Thermodynamic Efficiency and Entropy Production in the Climate System
We present a new outlook on the climate system thermodynamics, studying some of its macroscopic properties in terms of the 1st and 2nd laws of thermodynamics. We review and clarify the notion of efficiency of the climate system by constructing formally an equivalent Carnot engine with efficiency eta, and show how the Lorenz energy cycle can be framed in a macro-scale thermodynamic context. Then, by exploiting the 2nd law, we prove that the lower bound to the entropy production is eta times the integrated absolute value of the internal entropy fluctuations. An exergetic interpretation is also proposed. Finally, the controversial maximum entropy production principle is re-interpreted as requiring the joint optimization of heat transport and mechanical work production. These results provide new tools for climate change analysis and for climate models’ validation.
💡 Research Summary
The paper introduces a novel thermodynamic framework for the climate system, treating the whole Earth‑atmosphere‑ocean ensemble as a macroscopic heat engine subject to the first and second laws of thermodynamics. By constructing an equivalent Carnot engine, the authors define a climate‑system efficiency η as the ratio of mechanically produced work (identified with the Lorenz energy cycle) to the absorbed radiative heat. The high‑temperature reservoir (T_h) and low‑temperature reservoir (T_c) are taken as the mean radiative temperatures of the equatorial and polar regions, respectively, allowing η to be expressed in the familiar Carnot form η = 1 – T_c/T_h, yet grounded in observable climate fluxes.
Using the second law, the authors derive a rigorous lower bound for the total entropy production σ:
σ ≥ η ∫|ΔS_int| dt,
where ΔS_int denotes the instantaneous internal entropy fluctuations arising from irreversible processes such as turbulent mixing, phase changes, and diffusion. This inequality reveals that entropy production is not merely a by‑product of heat transport; it is fundamentally constrained by the mechanical work efficiency of the system. In other words, a higher η forces a larger minimum entropy production, linking the energetics of the Lorenz cycle directly to the irreversible thermodynamics of the climate.

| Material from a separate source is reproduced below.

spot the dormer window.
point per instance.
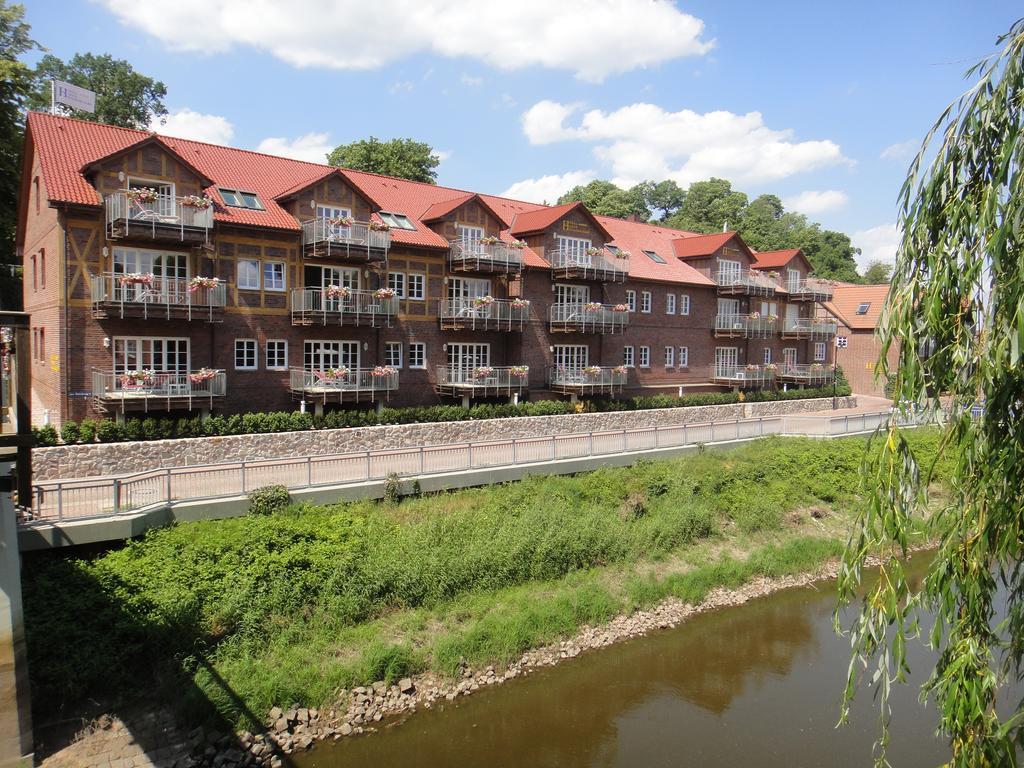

The paper further interprets the product η ∫|ΔS_int| as an exergy destruction rate, providing a physically transparent metric for assessing how much of the absorbed solar exergy is degraded into unusable thermal entropy. This exergy perspective offers a new diagnostic for climate‑model validation: models that underestimate η or over‑estimate σ relative to observations may be misrepresenting the conversion of radiative energy into kinetic energy.
A substantial portion of the manuscript is devoted to re‑examining the controversial Maximum Entropy Production (MEP) principle. Traditional MEP posits that a non‑equilibrium system will settle into a state that maximizes σ, often invoked to justify observed heat‑transport patterns. The authors argue that such a single‑objective optimization neglects the simultaneous need for mechanical work generation. By formulating a joint optimization problem—maximizing heat transport while also maximizing mechanical work—they demonstrate that the climate system occupies a compromise state where both processes are balanced. Numerical experiments illustrate that pushing heat transport to its theoretical maximum suppresses the Lorenz cycle, whereas maximizing work increases the resistance to heat flow. Hence, the “optimal” climate state is not one of maximal entropy production alone but of a coordinated trade‑off between entropy generation and work output.
The implications are twofold. First, the derived efficiency and entropy‑production bounds provide concrete, observation‑based targets for evaluating Earth system models, enabling a more rigorous assessment of how well models capture the fundamental thermodynamic constraints of the climate. Second, the joint‑optimization reinterpretation of MEP offers a fresh theoretical lens for understanding climate sensitivity and feedbacks under anthropogenic forcing, suggesting that future climate trajectories may be constrained by the interplay of heat‑transport efficiency and kinetic‑energy generation.
In summary, the paper delivers a comprehensive thermodynamic description of the climate system, bridges the Lorenz energy cycle with Carnot efficiency, establishes a lower bound on entropy production tied to mechanical work, introduces an exergy‑based diagnostic, and proposes a nuanced reformulation of the MEP principle that could reshape both climate theory and model evaluation.